Thread: Slow planning, fast execution for particular 3-table query

Slow planning, fast execution for particular 3-table query

From

David Wheeler

Date:

04 November 2019, 03:04:45

We’re having trouble working out why the planning time for this particular query is slow (~2.5s vs 0.9ms execution time). As you can see below, there are only 3 tables involved so it’s hard to imagine what decisions the planner has to make that take so long. After 5 runs the prepared-statement code kicks in and it becomes quick, but it’s quite infuriating for the first 5 runs given the execution is so much faster.

Are you able to give any tips what might be taking so long (and how we might improve it)?

We read elsewhere that someone had a “catalog stats file leak”, which I’m taking to mean a big pg_statistic table. Ours is 10mb, which doesn’t seem particularly large to me, but I don’t have much context for it. https://www.postgresql.org/message-id/CABWW-d21z_WgawkjXFQQviqm16oAx0KQvR6bLkRxvYQmhdByfg%40mail.gmail.com

Other queries (with 3 or more tables) in the same db seem to be planning much quicker.

The query:

explain (analyse) SELECT subscription_binding.subscription_binding,

subscription_binding.tid,

subscription.subscription_uuid,

subscription_binding.subscription_binding_uuid,

binding.binding_uuid,

subscription_binding.start_time,

subscription_binding.end_time,

subscription_binding.timezone,

now() >= subscription_binding.start_time AND (subscription_binding.end_time IS NULL OR now() <= subscription_binding.end_time) AS active

FROM jackpot.binding

JOIN jackpot.subscription_binding USING (tid, binding)

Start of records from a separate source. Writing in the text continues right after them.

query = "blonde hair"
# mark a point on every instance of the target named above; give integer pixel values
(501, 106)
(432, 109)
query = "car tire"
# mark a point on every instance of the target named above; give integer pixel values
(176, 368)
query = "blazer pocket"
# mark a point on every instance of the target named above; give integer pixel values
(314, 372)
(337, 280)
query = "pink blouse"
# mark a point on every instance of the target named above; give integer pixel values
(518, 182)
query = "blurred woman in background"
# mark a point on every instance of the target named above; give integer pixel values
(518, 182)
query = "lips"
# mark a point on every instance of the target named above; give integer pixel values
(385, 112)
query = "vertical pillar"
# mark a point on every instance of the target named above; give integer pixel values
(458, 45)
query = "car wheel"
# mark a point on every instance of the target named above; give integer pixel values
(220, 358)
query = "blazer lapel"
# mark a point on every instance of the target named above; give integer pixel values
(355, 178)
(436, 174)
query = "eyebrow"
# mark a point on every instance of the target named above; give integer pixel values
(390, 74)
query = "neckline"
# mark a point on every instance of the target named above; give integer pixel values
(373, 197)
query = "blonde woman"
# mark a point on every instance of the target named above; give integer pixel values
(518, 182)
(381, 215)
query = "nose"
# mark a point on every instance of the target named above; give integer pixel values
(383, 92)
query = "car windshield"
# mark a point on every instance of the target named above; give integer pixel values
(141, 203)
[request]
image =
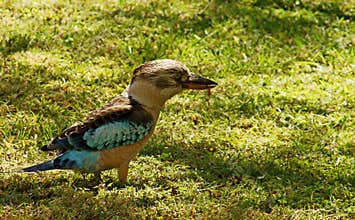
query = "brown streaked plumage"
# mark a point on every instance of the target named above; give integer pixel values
(112, 135)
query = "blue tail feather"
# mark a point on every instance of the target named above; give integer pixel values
(48, 165)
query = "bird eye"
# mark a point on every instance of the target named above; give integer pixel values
(184, 78)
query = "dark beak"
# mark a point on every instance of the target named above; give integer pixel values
(197, 82)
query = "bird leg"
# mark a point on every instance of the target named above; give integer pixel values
(123, 172)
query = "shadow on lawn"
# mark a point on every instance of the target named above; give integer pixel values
(287, 181)
(253, 18)
(56, 195)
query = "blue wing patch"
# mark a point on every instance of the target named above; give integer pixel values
(116, 133)
(78, 160)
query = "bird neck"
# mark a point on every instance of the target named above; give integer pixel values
(147, 95)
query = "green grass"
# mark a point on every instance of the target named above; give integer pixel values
(275, 140)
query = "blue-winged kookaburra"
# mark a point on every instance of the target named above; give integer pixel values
(113, 134)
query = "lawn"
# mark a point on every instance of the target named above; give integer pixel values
(274, 140)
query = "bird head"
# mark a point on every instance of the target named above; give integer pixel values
(162, 79)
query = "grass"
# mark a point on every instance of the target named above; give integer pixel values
(275, 140)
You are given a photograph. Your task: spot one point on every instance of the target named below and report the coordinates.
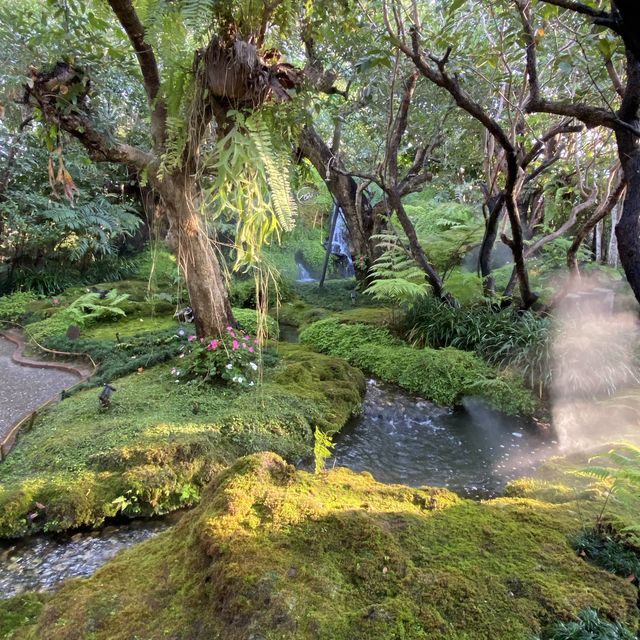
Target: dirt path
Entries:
(24, 388)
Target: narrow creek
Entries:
(42, 562)
(472, 450)
(398, 438)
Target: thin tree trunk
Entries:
(612, 253)
(496, 204)
(599, 214)
(628, 227)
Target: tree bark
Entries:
(599, 214)
(628, 227)
(496, 203)
(188, 239)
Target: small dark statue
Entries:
(185, 315)
(105, 396)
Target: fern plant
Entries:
(322, 449)
(396, 278)
(251, 187)
(619, 472)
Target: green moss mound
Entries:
(444, 376)
(160, 442)
(277, 554)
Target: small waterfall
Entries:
(340, 244)
(303, 273)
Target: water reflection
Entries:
(473, 450)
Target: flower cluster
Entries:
(231, 357)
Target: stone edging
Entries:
(18, 358)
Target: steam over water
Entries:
(595, 370)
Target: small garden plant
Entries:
(233, 357)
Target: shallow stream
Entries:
(42, 562)
(473, 450)
(398, 438)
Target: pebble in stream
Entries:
(40, 563)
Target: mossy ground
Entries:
(444, 376)
(160, 442)
(273, 553)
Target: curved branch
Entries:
(128, 18)
(599, 214)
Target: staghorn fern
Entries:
(284, 204)
(251, 187)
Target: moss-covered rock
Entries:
(277, 554)
(444, 376)
(159, 443)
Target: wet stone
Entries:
(41, 563)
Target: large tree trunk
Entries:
(188, 239)
(628, 227)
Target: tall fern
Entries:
(395, 276)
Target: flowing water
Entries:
(398, 438)
(340, 244)
(474, 451)
(42, 562)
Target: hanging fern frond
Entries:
(284, 203)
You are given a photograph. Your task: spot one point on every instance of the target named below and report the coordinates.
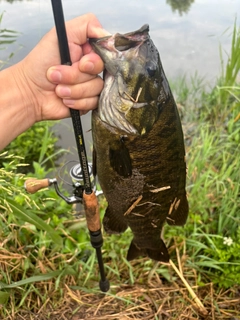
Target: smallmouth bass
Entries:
(138, 146)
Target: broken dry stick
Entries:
(199, 304)
(135, 203)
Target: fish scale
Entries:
(140, 163)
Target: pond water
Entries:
(187, 33)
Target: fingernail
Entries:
(54, 75)
(64, 91)
(68, 102)
(88, 66)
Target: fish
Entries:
(138, 144)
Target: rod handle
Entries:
(92, 211)
(32, 185)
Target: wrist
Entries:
(16, 104)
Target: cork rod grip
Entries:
(32, 185)
(92, 211)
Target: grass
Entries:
(48, 269)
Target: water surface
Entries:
(187, 37)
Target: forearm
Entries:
(16, 109)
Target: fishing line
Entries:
(89, 197)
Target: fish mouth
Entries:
(113, 50)
(120, 42)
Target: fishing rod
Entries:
(82, 193)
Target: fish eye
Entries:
(151, 68)
(151, 71)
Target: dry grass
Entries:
(150, 297)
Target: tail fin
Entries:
(160, 254)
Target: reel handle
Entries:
(33, 185)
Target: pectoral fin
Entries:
(113, 222)
(120, 160)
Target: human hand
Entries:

JOIN jackpot.subscription USING (tid, subscription)

where (tid=2082003407) AND (binding_uuid='4f61dcd5-97a0-4098-b9ae-c1546c31b2e6'::uuid) offset 0 limit 1000;

QUERY PLAN

------------------------------------------------------------------------------------------------------------------------------------------------------------------

Limit (cost=1.29..25.38 rows=1 width=80) (actual time=0.770..0.771 rows=1 loops=1)

-> Nested Loop (cost=1.29..25.38 rows=1 width=80) (actual time=0.770..0.771 rows=1 loops=1)

-> Nested Loop (cost=0.86..16.91 rows=1 width=76) (actual time=0.697..0.698 rows=1 loops=1)

-> Index Scan using binding_tid_binding_uuid_key on binding (cost=0.43..8.45 rows=1 width=28) (actual time=0.647..0.647 rows=1 loops=1)

Index Cond: ((tid = 2082003407) AND (binding_uuid = '4f61dcd5-97a0-4098-b9ae-c1546c31b2e6'::uuid))

-> Index Scan using subscription_binding_idx on subscription_binding (cost=0.43..8.45 rows=1 width=64) (actual time=0.045..0.046 rows=1 loops=1)

Index Cond: ((tid = 2082003407) AND (binding = binding.binding))

-> Index Scan using subscription_pkey on subscription (cost=0.43..8.45 rows=1 width=28) (actual time=0.068..0.068 rows=1 loops=1)

Index Cond: ((tid = 2082003407) AND (subscription = subscription_binding.subscription))

Planning time: 2429.682 ms

Execution time: 0.914 ms

(11 rows)

Postgres version 9.5.19

Each of the tables has between 3-4 indexes, and all the indexes include tid as first parameter. No partitions, no sign of a stray replication slot / uncommitted transaction / prepared transaction that may be holding up autovac, no sign of bloated indexes.

TIA!

Best regards,

David Wheeler

General Manager Bali Office

Bali T +62 361 475 2333 M +62 819 3660 9180

E dwheeler@dgitsystems.com

Jl. Pura Mertasari No. 7, Sunset Road Abian Base

Kuta, Badung – Bali 80361, Indonesia

http://www.dgitsystems.com

signature_1605257152 signature_1263573595

Attachment

Re: Slow planning, fast execution for particular 3-table query

From

Laurenz Albe

Date:

04 November 2019, 04:37:00

On Mon, 2019-11-04 at 03:04 +0000, David Wheeler wrote:
> We’re having trouble working out why the planning time for this particular query is slow
> (~2.5s vs 0.9ms execution time). As you can see below, there are only 3 tables involved
> so it’s hard to imagine what decisions the planner has to make that take so long. After
> 5 runs the prepared-statement code kicks in and it becomes quick, but it’s quite
> infuriating for the first 5 runs given the execution is so much faster. 
> 
> Are you able to give any tips what might be taking so long (and how we might improve it)?
> 
[...]
> Planning time: 2429.682 ms
> 
> Execution time: 0.914 ms

Strange.
Are any of your catalog tables unusually large?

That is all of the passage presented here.